N’en déplaise aux sceptiques, la fonte des glaces est réelle. Il est désormais possible de la mesurer facilement grâce aux satellites, aux stations météo et aux modèles climatiques sophistiqués.
Une étude parue lundi dans les Comptes rendus de l’Académie américaine des sciences (PNAS) nous apprend que dans les années 1970, le Groenland a gagné 47 gigatonnes de glace par an en moyenne (Gt/an), avant d’en perdre un volume équivalent dans les années 1980.
La fonte s’est poursuivie à ce rythme dans les années 1990, avant de s’accélérer grandement à partir des années 2000 (187 Gt/an) et surtout depuis 2010 (286 Gt/an).
Selon les chercheurs, la glace fond au Groenland six fois plus vite aujourd’hui que dans les années 1980. Ils ajoutent qu’à elle seule, cette fonte aurait contribué à faire monter le niveau des océans de 13,7 millimètres depuis 1972.
« La fonte glaciaire observée depuis huit ans est équivalente à celle des quatre décennies précédentes », affirme la chercheuse Amber Leeson, de l’Université de Lancaster.
Nouveaux calculs
Mme Leeson et ses collègues ont recalculé la perte de glaces depuis 1972, date de la mise en orbite des premiers satellites Landsat ayant photographié régulièrement le Groenland.
C’est que, si les scientifiques pouvaient évaluer la fonte des glaces survenue dans les années 1990 et 2000, pour les décennies précédentes, leurs estimations étaient peu fiables. La raison? Les satellites et autres technologies de mesures de l’époque étaient moins avancés.
Partant de modestes données sur les années 1970 et 1980 (photos satellites de moyenne résolution, photos aériennes, carottages de neige et autres observations de terrain), les chercheurs ont pu remonter dans le temps et reconstruire en détail la glace du Groenland de cette époque.

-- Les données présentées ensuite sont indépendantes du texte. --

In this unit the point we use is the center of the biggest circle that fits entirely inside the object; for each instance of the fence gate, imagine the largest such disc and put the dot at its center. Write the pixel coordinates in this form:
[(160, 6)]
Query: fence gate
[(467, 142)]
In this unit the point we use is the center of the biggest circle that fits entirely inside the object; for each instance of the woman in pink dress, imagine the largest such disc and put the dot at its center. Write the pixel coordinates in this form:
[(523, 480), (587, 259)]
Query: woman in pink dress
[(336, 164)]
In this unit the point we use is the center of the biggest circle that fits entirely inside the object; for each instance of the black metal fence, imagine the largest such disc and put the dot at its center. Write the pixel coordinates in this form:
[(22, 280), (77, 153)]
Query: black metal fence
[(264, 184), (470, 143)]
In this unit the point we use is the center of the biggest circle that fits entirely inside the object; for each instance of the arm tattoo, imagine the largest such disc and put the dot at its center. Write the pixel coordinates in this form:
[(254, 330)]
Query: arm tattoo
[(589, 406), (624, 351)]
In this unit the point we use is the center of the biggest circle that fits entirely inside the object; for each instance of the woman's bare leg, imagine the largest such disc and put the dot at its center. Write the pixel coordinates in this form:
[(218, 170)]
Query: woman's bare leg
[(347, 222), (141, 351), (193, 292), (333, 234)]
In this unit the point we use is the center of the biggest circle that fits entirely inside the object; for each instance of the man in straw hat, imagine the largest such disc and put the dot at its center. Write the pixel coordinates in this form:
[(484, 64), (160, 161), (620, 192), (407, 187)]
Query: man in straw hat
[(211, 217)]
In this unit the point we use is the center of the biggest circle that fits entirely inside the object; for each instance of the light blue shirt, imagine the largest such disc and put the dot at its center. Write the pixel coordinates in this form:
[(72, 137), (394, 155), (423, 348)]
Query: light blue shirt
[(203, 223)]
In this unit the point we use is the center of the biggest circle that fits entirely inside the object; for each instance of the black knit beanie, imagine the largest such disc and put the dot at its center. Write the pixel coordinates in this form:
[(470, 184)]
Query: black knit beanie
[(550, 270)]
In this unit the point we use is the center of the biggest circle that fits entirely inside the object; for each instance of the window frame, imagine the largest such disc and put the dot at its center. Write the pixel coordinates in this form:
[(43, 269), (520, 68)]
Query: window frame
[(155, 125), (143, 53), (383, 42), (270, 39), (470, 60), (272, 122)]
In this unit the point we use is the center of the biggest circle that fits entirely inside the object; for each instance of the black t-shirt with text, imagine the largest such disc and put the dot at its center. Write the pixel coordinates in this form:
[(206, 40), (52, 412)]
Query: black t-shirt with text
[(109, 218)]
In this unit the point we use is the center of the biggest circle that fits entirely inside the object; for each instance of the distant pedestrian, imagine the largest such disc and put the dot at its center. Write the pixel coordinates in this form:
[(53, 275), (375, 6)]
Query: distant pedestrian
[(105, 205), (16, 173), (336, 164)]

« Quand on regarde sur plusieurs décennies, il vaut mieux s’asseoir sur sa chaise avant de regarder les résultats, parce que ça fait un petit peu peur de voir à quelle vitesse ça change », affirme le glaciologue français Éric Rignot de l’Université de Californie à Irvine, coauteur de l’étude avec des collègues en Californie, à Grenoble, à Utrecht et à Copenhague.
« C’est aussi quelque chose qui affecte les quatre coins du Groenland, pas juste les parties plus chaudes au Sud », ajoute-t-il.
Trois méthodes
Pour mesurer la fonte glaciaire, les glaciologues se servent essentiellement de trois méthodes. D’abord, des satellites mesurent tout simplement l’altitude, et ses variations, grâce à un laser. Si un glacier fond, le satellite voit son altitude baisser.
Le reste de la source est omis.